Weisman, who has run Jewish summer camps in the past, said, “Vacation Bible Schools are an important part of the Christian community. But it’s an exercise in silo building, because each church runs its own. He argues that a camp like this not only emphasizes a shared understanding between people of different faiths (or none), but it also has a way of breaking down silos.

The children visited the Bowie Village Baptist Church, the Diyanet Center of America in nearby Lanham, and Bowie United Parish, a Presbyterian Church (USA) and a United Church of Christ congregation.

Storm clouds roll over Diyanet Center of America in Lanham, Maryland, August 2022. (© Shelby Swann Photography)

Storm clouds roll over Diyanet Center of America in Lanham, Maryland, August 2022. (© Shelby Swann Photography)

For the visit to the Baptist Village, Holladay organized a treasure hunt in the church and allowed the children to play the organ and climb the pulpit. She showed them the baptistery and explained its purpose and what made it unique to Baptists.

At the mosque, children learned why Muslims pray five times a day and when.

“One of the little ones was asking about the baptismal pool, was it a hot tub?” laughed Washington. “But I think having the kids in different sacred spaces without it being a service and being able to walk around and ask questions and touch things was really helpful.”

While the program remained loose for the inaugural version of camp, Washington wants to build on what they learned and what didn’t work and plans to offer it again next summer.

Although he works full time and is raising two children, ages 8 and 14, Washington is eager to continue his work and find opportunities to collaborate. Bowie’s Interfaith Coalition recently partnered with another nonprofit to raise money for an Afghan family who came to the area as refugees.

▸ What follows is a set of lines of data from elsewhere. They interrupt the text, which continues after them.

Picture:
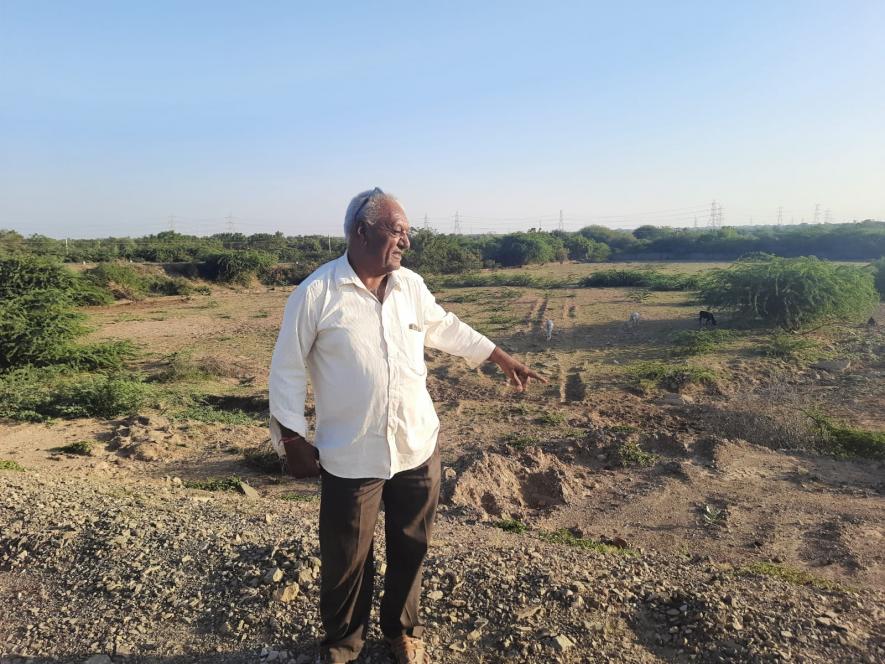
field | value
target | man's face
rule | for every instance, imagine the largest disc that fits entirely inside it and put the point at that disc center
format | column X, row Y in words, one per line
column 388, row 238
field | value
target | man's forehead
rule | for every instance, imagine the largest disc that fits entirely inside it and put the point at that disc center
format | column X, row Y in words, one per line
column 394, row 214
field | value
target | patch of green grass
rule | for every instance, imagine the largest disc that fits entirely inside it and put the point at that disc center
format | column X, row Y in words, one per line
column 519, row 440
column 81, row 447
column 790, row 575
column 785, row 346
column 552, row 417
column 263, row 458
column 295, row 497
column 230, row 483
column 566, row 537
column 511, row 526
column 630, row 454
column 670, row 376
column 211, row 415
column 698, row 342
column 712, row 515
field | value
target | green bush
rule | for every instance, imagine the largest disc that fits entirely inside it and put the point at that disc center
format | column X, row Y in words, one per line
column 656, row 281
column 791, row 292
column 22, row 275
column 565, row 537
column 80, row 447
column 630, row 454
column 671, row 376
column 36, row 327
column 129, row 283
column 38, row 394
column 786, row 346
column 847, row 441
column 98, row 356
column 237, row 267
column 231, row 483
column 879, row 272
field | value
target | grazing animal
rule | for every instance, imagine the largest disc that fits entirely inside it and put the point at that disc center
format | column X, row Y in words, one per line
column 706, row 318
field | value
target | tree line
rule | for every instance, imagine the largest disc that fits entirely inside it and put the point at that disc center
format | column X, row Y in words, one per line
column 440, row 253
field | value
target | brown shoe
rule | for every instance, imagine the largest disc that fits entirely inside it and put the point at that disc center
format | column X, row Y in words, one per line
column 408, row 650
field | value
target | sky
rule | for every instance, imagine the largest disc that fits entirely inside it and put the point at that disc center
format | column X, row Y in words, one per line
column 130, row 118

In creating the coalition, Washington understood why this kind of engagement is needed at times like these. “(Before that), things were happening in my community and I was sleepwalking through it,” she said. “I’m so focused on my kids being okay, my husband being okay, me being okay. I want to make sure that not only are we okay inside our house, but the people around us are okay, because they’re our neighbors, aren’t they? And we all have to be good.